Problem: Consider the linear transformation $T : \mathbb{R}^3 \rightarrow \mathbb{R}^3$ with eigenvalues $-1, 0$ and $1$ and the corresponding eigenvectors $v_1, v_2, v_3$. Determine $\text{ker}(T)$ and $\text{Im}(T)$.
Attempt at solution: In general we have $D = P^{-1} A P$, where $D$ is a diagonal matrix with the eigenvalues, $P$ is the matrix with columns the corresponding eigenvectors, and $A$ is the matrixrepresentation of $T$ with respect to some basis. Hence $A = PDP^{-1}$. Now the kernel of $T$ is the nullspace of the matrix $A$, while the image of $T$ is the columnspace of $A$. I'm not sure how to solve this problem, because we are not given any specific eigenvectors. So how could we ever find $P^{-1}$? Since $0$ is an eigenvalue of $T$, $A$ is singular. But what does that say about the nullspace and columnspace of $A$?

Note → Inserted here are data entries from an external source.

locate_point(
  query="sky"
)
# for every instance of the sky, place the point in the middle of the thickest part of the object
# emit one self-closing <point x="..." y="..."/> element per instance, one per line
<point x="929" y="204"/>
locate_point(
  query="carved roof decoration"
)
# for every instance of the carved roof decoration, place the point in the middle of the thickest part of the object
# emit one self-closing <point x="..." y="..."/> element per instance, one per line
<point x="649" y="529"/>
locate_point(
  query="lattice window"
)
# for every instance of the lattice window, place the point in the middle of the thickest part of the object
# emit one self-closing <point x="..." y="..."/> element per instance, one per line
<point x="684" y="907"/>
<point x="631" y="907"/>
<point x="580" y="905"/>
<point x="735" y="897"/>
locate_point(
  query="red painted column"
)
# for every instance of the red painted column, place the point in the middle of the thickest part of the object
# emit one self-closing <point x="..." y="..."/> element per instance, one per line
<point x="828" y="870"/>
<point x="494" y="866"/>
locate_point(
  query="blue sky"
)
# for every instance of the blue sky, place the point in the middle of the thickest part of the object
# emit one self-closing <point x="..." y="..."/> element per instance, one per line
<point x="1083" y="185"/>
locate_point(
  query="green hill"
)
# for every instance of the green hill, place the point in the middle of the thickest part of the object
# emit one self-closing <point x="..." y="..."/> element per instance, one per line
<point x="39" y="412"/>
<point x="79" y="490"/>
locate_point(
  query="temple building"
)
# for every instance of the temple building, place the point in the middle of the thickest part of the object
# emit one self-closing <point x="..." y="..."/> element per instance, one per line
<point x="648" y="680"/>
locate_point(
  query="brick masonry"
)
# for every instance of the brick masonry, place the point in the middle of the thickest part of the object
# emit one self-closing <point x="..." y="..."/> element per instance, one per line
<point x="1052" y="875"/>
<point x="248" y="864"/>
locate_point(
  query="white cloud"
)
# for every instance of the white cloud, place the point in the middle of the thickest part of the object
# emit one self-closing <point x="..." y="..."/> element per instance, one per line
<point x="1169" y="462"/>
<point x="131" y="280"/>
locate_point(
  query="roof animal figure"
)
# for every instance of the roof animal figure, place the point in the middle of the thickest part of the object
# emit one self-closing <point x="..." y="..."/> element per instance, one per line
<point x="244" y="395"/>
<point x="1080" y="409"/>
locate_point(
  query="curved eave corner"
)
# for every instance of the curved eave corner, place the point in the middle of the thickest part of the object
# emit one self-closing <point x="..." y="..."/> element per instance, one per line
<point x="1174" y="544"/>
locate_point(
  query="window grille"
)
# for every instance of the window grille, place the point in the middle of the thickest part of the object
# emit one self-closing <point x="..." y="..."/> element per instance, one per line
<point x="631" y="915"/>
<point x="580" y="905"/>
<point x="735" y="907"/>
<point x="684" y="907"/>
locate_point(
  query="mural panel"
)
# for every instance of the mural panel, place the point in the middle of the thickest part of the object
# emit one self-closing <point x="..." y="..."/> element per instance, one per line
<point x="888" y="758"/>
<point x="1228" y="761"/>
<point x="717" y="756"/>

Any help would be appreciated.
Best Answer
Here's a possible strategy:
Note that the dimension of $\operatorname{im}(T)$ equals the rank of $A$ and hence the rank of $D$ since conjugate matices have same rank. What is the rank of $D$? Hence, what is the dimension of $\operatorname{im}(T)$? Given the eigenvectors corresponding to the distinct non-zero eigenvalues, what are obvious independent elements of $\operatorname{im}(T)$? Further, how are the dimensions of $\operatorname{im}(T)$ and $\operatorname{ker}(T)$ related? Hence, given that $0$ is an eigenvalue, what is $\operatorname{ker}(T)$?